The gauntlet skips presets that do not satisfy these constraints.
Multi-NUMA presets are excluded by default (`max_numa_nodes = 1`).
See [Gauntlet](../running-tests/gauntlet.md#constraint-filtering)
for filtering rules and
[Gauntlet Tests](gauntlet-tests.md#worked-example) for a worked
example.

### Execution

| Attribute | Default | Description |
|---|---|---|
| `auto_repro` | `true` | On scheduler crash, boot a second VM with probes attached. Set to `false` for fast iteration. |
| `performance_mode` | `false` | Pin vCPUs to host cores, hugepages, NUMA mbind, RT scheduling, LLC exclusivity validation |
| `duration_s` | 2 | Per-scenario duration in seconds |
| `workers_per_cgroup` | 2 | Workers per cgroup |
| `expect_err` | `false` | Test expects `run_ktstr_test` to return `Err`; disables auto-repro |
| `bpf_map_write = CONST` | empty | Rust const path to a `BpfMapWrite`; host writes this value to a BPF map after the scheduler loads. The entry field is a slice; the macro wraps the single path in a one-element slice. |
| `host_only` | `false` | Run the test function directly on the host instead of inside a VM. Use for tests that need host tools (e.g. cargo, nested VMs) unavailable in the guest initramfs. |

See [Performance Mode](../concepts/performance-mode.md) for details on
what `performance_mode` enables, prerequisites, and validation behavior.

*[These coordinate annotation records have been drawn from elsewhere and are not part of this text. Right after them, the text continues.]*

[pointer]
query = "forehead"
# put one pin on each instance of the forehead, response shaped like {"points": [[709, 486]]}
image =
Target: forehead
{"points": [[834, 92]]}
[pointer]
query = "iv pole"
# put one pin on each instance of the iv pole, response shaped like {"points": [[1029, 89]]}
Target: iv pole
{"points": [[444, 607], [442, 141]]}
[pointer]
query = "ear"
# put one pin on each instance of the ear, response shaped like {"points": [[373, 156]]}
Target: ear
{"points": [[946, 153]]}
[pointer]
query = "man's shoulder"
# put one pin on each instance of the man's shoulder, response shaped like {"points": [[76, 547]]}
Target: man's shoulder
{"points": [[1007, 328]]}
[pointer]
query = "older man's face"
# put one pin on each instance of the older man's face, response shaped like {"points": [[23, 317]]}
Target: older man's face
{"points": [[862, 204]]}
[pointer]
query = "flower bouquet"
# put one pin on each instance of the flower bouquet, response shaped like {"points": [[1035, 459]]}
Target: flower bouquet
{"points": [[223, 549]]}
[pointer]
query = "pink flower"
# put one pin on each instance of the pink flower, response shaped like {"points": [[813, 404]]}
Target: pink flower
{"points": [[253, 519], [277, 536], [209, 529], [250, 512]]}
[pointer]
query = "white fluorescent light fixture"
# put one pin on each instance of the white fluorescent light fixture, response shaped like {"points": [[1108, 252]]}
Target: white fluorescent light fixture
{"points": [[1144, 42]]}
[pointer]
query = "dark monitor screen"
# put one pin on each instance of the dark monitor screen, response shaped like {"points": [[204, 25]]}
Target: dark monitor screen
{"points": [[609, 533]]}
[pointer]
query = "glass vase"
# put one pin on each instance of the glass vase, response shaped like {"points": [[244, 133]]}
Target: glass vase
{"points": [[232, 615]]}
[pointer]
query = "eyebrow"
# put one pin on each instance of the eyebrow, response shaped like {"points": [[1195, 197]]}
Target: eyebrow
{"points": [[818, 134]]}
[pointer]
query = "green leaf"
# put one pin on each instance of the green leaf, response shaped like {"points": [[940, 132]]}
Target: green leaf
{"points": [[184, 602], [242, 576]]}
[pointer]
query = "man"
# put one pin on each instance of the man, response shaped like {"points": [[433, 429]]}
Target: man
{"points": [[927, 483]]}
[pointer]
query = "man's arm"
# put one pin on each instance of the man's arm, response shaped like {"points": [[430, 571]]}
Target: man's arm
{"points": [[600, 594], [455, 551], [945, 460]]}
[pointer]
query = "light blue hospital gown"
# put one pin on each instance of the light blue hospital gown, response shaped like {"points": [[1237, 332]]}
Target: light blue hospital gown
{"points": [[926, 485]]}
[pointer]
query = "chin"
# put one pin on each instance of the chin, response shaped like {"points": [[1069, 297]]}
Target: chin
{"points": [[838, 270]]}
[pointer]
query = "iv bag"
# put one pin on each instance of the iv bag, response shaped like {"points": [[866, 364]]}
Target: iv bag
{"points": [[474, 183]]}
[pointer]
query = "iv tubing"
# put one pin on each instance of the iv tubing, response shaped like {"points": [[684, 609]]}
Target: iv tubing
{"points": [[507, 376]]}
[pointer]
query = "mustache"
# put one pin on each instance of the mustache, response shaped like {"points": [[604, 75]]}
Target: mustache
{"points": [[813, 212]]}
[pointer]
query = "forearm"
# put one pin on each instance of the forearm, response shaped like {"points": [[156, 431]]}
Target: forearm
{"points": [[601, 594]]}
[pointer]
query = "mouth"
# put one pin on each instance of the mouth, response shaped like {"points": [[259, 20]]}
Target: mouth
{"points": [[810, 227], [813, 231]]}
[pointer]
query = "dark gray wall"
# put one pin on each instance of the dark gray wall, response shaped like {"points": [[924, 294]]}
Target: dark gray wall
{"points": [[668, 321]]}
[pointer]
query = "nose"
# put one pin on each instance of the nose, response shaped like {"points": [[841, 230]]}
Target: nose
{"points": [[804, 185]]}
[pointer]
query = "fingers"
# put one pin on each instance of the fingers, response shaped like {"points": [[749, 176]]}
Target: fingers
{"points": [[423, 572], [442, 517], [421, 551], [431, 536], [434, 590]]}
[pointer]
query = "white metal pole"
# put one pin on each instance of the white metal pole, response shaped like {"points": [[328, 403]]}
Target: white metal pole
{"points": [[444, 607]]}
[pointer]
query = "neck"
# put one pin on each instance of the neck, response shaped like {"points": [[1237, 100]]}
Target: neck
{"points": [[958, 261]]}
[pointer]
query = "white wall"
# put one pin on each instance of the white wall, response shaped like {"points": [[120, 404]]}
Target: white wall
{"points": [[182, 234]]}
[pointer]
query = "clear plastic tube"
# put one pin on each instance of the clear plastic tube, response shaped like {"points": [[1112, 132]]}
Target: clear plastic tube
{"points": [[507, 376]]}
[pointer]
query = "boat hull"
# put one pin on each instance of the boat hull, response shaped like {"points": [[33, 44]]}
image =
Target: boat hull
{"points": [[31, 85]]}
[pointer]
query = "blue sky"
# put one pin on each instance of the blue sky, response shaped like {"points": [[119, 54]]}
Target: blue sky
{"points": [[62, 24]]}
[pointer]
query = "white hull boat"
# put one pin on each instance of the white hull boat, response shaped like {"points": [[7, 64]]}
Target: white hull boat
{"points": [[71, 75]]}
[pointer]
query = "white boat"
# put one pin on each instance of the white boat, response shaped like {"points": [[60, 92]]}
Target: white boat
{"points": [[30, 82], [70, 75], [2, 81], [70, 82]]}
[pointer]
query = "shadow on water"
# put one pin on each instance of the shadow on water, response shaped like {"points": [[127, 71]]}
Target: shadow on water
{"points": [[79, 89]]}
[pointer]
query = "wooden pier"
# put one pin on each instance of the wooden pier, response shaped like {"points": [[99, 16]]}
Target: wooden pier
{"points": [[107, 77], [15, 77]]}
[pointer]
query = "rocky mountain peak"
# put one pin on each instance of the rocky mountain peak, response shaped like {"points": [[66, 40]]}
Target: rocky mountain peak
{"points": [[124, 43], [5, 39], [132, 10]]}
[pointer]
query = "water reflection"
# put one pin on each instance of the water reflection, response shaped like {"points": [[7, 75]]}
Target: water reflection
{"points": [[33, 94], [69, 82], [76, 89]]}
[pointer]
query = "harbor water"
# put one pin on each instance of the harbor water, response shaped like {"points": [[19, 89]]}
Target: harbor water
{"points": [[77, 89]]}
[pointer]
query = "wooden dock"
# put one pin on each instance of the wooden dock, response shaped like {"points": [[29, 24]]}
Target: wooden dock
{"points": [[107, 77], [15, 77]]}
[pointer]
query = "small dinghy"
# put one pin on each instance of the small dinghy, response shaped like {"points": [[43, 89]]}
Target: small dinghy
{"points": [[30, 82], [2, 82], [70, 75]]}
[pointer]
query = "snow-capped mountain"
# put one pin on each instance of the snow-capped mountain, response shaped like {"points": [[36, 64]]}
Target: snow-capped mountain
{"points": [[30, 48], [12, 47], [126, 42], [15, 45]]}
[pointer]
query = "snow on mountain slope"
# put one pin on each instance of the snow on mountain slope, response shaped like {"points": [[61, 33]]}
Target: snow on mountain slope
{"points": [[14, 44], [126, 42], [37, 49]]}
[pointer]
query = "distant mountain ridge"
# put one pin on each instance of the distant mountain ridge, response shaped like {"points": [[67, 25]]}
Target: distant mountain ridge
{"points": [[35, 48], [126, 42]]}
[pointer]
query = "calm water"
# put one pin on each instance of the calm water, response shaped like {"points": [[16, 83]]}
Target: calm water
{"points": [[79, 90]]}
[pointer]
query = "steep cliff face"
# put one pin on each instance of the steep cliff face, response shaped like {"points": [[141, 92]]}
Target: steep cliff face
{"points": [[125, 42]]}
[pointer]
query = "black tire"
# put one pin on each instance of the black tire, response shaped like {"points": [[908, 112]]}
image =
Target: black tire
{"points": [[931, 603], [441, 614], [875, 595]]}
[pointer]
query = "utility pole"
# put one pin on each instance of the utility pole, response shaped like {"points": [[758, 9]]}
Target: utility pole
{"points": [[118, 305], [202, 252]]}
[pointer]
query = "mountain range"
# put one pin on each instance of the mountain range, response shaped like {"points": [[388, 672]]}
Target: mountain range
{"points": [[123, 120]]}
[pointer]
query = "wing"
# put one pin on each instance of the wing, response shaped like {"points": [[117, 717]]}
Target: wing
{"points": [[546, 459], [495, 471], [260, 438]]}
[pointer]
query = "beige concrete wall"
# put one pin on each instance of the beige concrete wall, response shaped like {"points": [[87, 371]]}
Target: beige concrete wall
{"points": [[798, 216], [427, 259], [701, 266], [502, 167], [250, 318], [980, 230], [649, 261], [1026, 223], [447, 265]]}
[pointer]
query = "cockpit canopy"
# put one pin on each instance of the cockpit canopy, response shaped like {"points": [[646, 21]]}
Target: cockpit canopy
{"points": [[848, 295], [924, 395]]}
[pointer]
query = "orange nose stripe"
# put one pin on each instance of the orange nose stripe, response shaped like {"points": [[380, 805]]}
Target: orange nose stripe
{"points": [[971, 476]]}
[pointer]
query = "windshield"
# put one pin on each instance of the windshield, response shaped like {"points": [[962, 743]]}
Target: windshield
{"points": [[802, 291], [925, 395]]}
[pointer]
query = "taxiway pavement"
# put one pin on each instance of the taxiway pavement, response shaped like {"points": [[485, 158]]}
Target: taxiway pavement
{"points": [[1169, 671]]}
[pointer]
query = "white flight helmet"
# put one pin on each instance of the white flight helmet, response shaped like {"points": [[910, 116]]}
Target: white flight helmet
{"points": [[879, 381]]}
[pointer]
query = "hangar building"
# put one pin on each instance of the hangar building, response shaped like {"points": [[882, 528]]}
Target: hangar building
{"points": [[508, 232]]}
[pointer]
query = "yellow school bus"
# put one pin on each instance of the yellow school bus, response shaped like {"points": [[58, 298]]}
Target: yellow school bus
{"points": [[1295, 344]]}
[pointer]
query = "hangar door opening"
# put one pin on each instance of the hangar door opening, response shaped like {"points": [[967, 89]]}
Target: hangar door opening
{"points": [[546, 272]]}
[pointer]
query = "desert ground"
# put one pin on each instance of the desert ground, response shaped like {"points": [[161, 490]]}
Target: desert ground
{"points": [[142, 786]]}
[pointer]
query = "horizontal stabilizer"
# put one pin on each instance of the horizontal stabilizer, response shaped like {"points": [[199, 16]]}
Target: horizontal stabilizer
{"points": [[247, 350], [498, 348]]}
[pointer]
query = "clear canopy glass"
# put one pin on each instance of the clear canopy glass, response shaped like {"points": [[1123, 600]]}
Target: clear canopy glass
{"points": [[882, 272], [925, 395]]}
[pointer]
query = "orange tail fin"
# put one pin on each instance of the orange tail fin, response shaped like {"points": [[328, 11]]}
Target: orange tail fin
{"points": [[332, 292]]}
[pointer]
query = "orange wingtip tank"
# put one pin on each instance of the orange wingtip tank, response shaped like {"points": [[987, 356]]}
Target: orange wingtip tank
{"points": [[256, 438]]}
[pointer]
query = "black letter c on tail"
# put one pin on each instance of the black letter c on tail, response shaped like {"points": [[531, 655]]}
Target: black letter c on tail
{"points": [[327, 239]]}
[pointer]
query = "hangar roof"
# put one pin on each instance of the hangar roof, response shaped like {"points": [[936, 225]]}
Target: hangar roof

## Example with custom scheduler

Define the scheduler with `#[derive(Scheduler)]` (see
[Scheduler Definitions](scheduler-definitions.md)), then reference it
in `#[ktstr_test]`:

```rust,ignore
use ktstr::prelude::*;

#[derive(Scheduler)]
#[scheduler(
    name = "my_sched",
    binary = "scx_my_sched",
    topology(1, 2, 4, 1),
)]
#[allow(dead_code)]
enum MySchedFlag {
    #[flag(args = ["--enable-llc"])]
    Llc,
    #[flag(args = ["--enable-stealing"], requires = [Llc])]
    Steal,
}

#[ktstr_test(
    scheduler = MY_SCHED_PAYLOAD,
    not_starved = true,
    max_gap_ms = 5000,
    required_flags = [MySchedFlag::LLC],
)]
fn my_sched_basic(ctx: &Ctx) -> Result<AssertResult> {
    // Inherits 1n2l4c1t from MY_SCHED_PAYLOAD
    Ok(AssertResult::pass())
}
```

`#[derive(Scheduler)]` emits two consts — the bare `MY_SCHED:
Scheduler` (for builder composition) and `MY_SCHED_PAYLOAD:
Payload` (for the `scheduler =` slot here). See
[Scheduler Definitions](scheduler-definitions.md#defining-a-scheduler)
for the full derive output.

For the manual `FlagDecl` + builder pattern, see
[Scheduler Definitions: Manual definition](scheduler-definitions.md#manual-definition).